7. De motivering van de verlenging van de maatregel
Het verlengingsadvies houdt onder meer in:
“Op 09 november 2009 werd [veroordeelde] overgeplaatst van behandelgroep de Evenaar, naar resocialisatiegroep de Buizerd. Van [veroordeelde] werd verwacht dat hij binnen deze groep zou laten zien dat hij in staat was op een positieve manier om te gaan met zijn vrijheden. Wanneer dit naar behoren zou verlopen, zou het proefverlof van [veroordeelde] in het voorjaar van 2010 van start gaan.
Bij binnenkomst werd meteen duidelijk dat [veroordeelde] in een groep beschikt over leiderskwaliteiten. Binnen de groep bleek hij een positieve bijdrage te hebben, hij was in staat andere jongeren aan te spreken op hun gedrag, op een correcte en sturende manier. Verbaal leek [veroordeelde] voldoende in staat te verwoorden wat hem bezig hield en van de starheid in zijn denkpatronen leek maar nauwelijks sprake. Ook leek [veroordeelde] voldoende in staat om verantwoordelijkheid te nemen voor zijn gedrag, in tegenstelling tot wat eerder over hem geschreven werd, namelijk ‘het goedpraten van zaken’ en ‘het aannemen van de slachtofferrol’. De verloven van [veroordeelde] verliepen over het algemeen positief en ook de uitgangen die hij door de week genoot werden op een goede manier ingevuld.
Naar aanleiding van bovenstaand beschreven gedrag, werd er door het Keerpunt een start gemaakt met het onderzoeken van de mogelijkheden van een proefverlof in België. Na overleg met Individuele Jeugdzaken, werd duidelijk dat, alvorens een proefverlof in België tot de mogelijkheden zou behoren, een aantal stappen gezet moesten worden.
Voor [veroordeelde] was het zeer frustrerend te noemen dat er geen duidelijkheid geboden kon worden omtrent de start van zijn proefverlof. Desondanks leek hij goede moed te houden en was hij positief aanwezig op de groep. Op 9 juni verstuurden wij de aanvraag proefverlof voor [veroordeelde].
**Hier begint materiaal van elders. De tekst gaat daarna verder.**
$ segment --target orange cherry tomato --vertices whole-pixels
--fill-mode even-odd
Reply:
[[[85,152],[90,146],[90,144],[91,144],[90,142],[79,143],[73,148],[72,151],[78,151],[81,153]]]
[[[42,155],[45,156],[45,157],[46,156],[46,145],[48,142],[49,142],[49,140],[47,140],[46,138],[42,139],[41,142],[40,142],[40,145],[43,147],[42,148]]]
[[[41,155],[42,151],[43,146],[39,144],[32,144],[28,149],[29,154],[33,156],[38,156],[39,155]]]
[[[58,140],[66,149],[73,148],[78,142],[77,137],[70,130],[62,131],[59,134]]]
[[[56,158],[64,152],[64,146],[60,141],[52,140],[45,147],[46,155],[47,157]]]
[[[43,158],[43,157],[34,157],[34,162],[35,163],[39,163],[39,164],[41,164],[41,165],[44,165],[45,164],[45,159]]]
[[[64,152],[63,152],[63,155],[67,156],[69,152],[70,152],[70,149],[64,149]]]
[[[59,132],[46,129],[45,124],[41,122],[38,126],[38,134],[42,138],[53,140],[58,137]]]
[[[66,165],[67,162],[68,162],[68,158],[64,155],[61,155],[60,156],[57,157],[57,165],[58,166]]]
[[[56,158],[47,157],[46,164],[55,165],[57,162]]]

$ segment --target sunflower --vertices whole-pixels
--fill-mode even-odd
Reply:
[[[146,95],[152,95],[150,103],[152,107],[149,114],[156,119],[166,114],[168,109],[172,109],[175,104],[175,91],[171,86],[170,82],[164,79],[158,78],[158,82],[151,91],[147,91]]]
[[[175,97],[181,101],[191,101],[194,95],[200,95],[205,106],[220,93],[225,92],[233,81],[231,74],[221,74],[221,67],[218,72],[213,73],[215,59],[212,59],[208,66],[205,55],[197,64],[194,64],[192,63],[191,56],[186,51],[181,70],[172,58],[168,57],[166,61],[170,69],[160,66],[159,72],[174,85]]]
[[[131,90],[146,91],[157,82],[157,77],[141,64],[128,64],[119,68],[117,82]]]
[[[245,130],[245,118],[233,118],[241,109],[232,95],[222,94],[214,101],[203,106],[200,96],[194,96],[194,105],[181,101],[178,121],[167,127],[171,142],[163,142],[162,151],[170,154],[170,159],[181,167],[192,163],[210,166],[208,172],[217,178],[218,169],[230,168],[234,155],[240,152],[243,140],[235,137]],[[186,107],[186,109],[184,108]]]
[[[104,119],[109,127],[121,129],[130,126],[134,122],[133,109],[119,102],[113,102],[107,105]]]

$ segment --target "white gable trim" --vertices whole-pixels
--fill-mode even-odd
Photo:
In dezelfde periode begon het gedrag van [veroordeelde] in negatieve zin te veranderen. Het verdient gezegd te worden dat deze negatieve verandering met name wordt vastgesteld tijdens de verloven en de uitgangen. De rol van [veroordeelde] binnen het groepsproces veranderde nauwelijks. Tijdens zijn uitgangen/verloven liet [veroordeelde] de regels die hem waren opgelegd echter duidelijk vieren. Zo kwam hij herhaaldelijk te laat op zijn werk zonder legitieme reden en werd hij meerdere malen betrapt op het gebruik van cannabis.
Op dit moment achtten wij het van belang te onderzoeken of het positieve gedrag dat [veroordeelde] lange tijd vertoonde onderdeel was van een façade en derhalve maar nauwelijks intrinsiek genoemd kan worden. De eerder latent aanwezig narcistische persoonlijkheidskenmerken lijken in de afgelopen periode weer meer naar de voorgrond te treden. Wanneer [veroordeelde] geconfronteerd wordt met de zaken die hij onzes inziens heeft laten liggen, toont hij een externaliserende en bagatelliserende houding.
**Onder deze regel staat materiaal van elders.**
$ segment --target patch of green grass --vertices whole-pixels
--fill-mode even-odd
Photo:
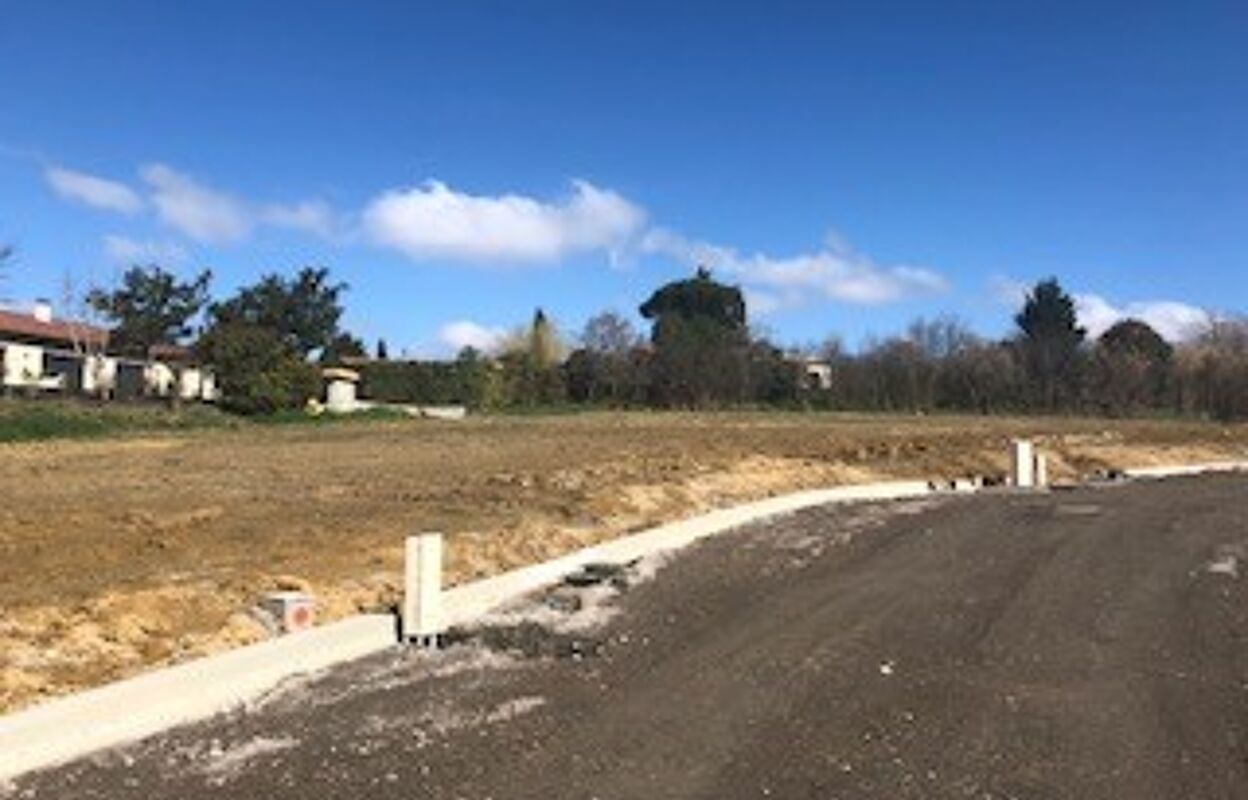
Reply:
[[[178,409],[139,403],[75,403],[69,401],[0,402],[0,442],[82,439],[126,433],[225,428],[240,422],[216,408]]]
[[[369,408],[368,411],[357,411],[349,414],[334,414],[329,412],[310,414],[306,411],[286,409],[272,414],[248,417],[247,419],[266,426],[333,426],[359,422],[396,422],[412,419],[412,417],[397,408]]]

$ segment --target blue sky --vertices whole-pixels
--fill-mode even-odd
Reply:
[[[695,262],[785,343],[1057,275],[1178,336],[1248,288],[1242,2],[0,2],[2,292],[329,266],[349,328],[575,331]]]

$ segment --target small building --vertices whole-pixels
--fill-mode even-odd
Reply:
[[[359,384],[359,373],[346,367],[326,367],[321,371],[326,381],[324,407],[336,414],[359,411],[359,399],[356,397],[356,387]]]
[[[817,358],[802,363],[802,378],[807,389],[827,392],[832,388],[832,364]]]
[[[172,397],[176,392],[183,401],[211,403],[217,399],[216,377],[198,362],[195,351],[181,344],[147,348],[144,384],[155,397]]]

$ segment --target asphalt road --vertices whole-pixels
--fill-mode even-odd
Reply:
[[[1243,477],[814,509],[7,793],[1248,798],[1246,523]]]

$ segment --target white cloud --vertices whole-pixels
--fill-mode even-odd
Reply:
[[[1198,334],[1212,322],[1209,312],[1172,300],[1143,301],[1114,306],[1099,295],[1075,295],[1075,310],[1088,337],[1097,338],[1122,320],[1139,320],[1171,342]]]
[[[505,329],[487,327],[470,320],[448,322],[438,329],[438,341],[454,352],[472,347],[490,353],[503,343],[504,338],[507,338]]]
[[[151,187],[152,205],[160,218],[190,238],[231,243],[251,232],[247,208],[230,195],[163,163],[150,163],[140,175]]]
[[[44,178],[57,195],[92,208],[136,215],[144,208],[142,198],[125,183],[96,175],[76,172],[60,166],[44,168]]]
[[[261,208],[260,220],[273,227],[303,231],[321,238],[333,238],[338,230],[333,208],[321,200],[305,200],[291,205],[271,203]]]
[[[104,237],[104,252],[121,266],[150,263],[168,266],[182,263],[187,257],[186,248],[177,242],[134,240],[117,235]]]
[[[579,252],[617,253],[645,212],[610,190],[573,181],[559,202],[523,195],[468,195],[439,181],[391,190],[363,212],[377,245],[416,261],[557,262]]]
[[[995,275],[988,280],[992,298],[1007,308],[1021,308],[1027,302],[1031,286],[1005,275]]]
[[[764,253],[743,256],[731,247],[688,240],[679,233],[654,228],[641,241],[643,252],[665,255],[690,266],[718,270],[755,292],[765,290],[770,307],[792,307],[811,296],[879,306],[948,288],[945,278],[925,267],[879,265],[839,238],[822,250],[789,257]]]

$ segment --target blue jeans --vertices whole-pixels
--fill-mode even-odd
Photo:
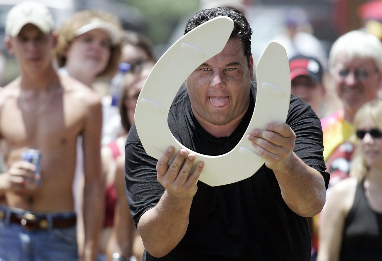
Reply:
[[[28,230],[5,218],[0,224],[0,261],[76,261],[76,225]]]

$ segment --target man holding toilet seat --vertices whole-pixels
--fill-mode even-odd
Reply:
[[[235,23],[231,37],[186,79],[168,116],[180,143],[209,155],[230,151],[247,135],[256,97],[252,30],[242,14],[224,7],[201,11],[185,32],[221,15]],[[196,185],[203,163],[191,171],[194,154],[181,149],[169,165],[170,147],[157,160],[146,154],[133,126],[125,148],[126,192],[146,249],[143,260],[309,260],[306,217],[322,209],[329,179],[319,120],[292,97],[286,123],[265,129],[247,136],[265,164],[248,178],[212,187]]]

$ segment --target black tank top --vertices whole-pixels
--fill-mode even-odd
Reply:
[[[382,213],[370,208],[363,183],[357,185],[345,219],[340,260],[382,260]]]

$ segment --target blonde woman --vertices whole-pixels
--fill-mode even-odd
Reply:
[[[350,177],[333,187],[322,211],[318,261],[382,260],[382,101],[361,107],[354,125]]]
Wat deze situatie met name moeilijk maakt, is het gegeven dat enerzijds het gevoel bestaat dat [veroordeelde] nog niet uitbehandeld is, anderzijds vertoont hij binnen de muren van het Keerpunt uitstekend gedrag. We kunnen derhalve stellen dat de [veroordeelde] met name gaat vervallen in oud gedrag op de momenten dat het kader en de controle verslappen. Ons inziens kunnen deze negatieve gedragsveranderingen er echter toe leiden dat het recidive risico toeneemt. Hetgeen ook tot uiting komt uit de onlangs opgestelde Savry.
Behalve het uitvoeren van een aanvullend onderzoek en het opstellen van aanvullende behandeldoelen zijn wij voornemens, desondanks samen met [veroordeelde] opnieuw de mogelijkheden voor een proefverlof te bekijken. Naar alle waarschijnlijkheid kunnen wij nu vaststellen dat dit proefverlof niet zal plaatsvinden in België. Mocht dit proefverlof van start gaan, zijn wij van mening dat het in het belang van de ontwikkeling van [veroordeelde], maar ook in het belang van de maatschappij is wanneer [veroordeelde] kan profiteren van een langdurig proefverlof.
Bovenstaande in acht genomen adviseren wij de PIJ-maatregel voor de duur van negen maanden te verlengen.’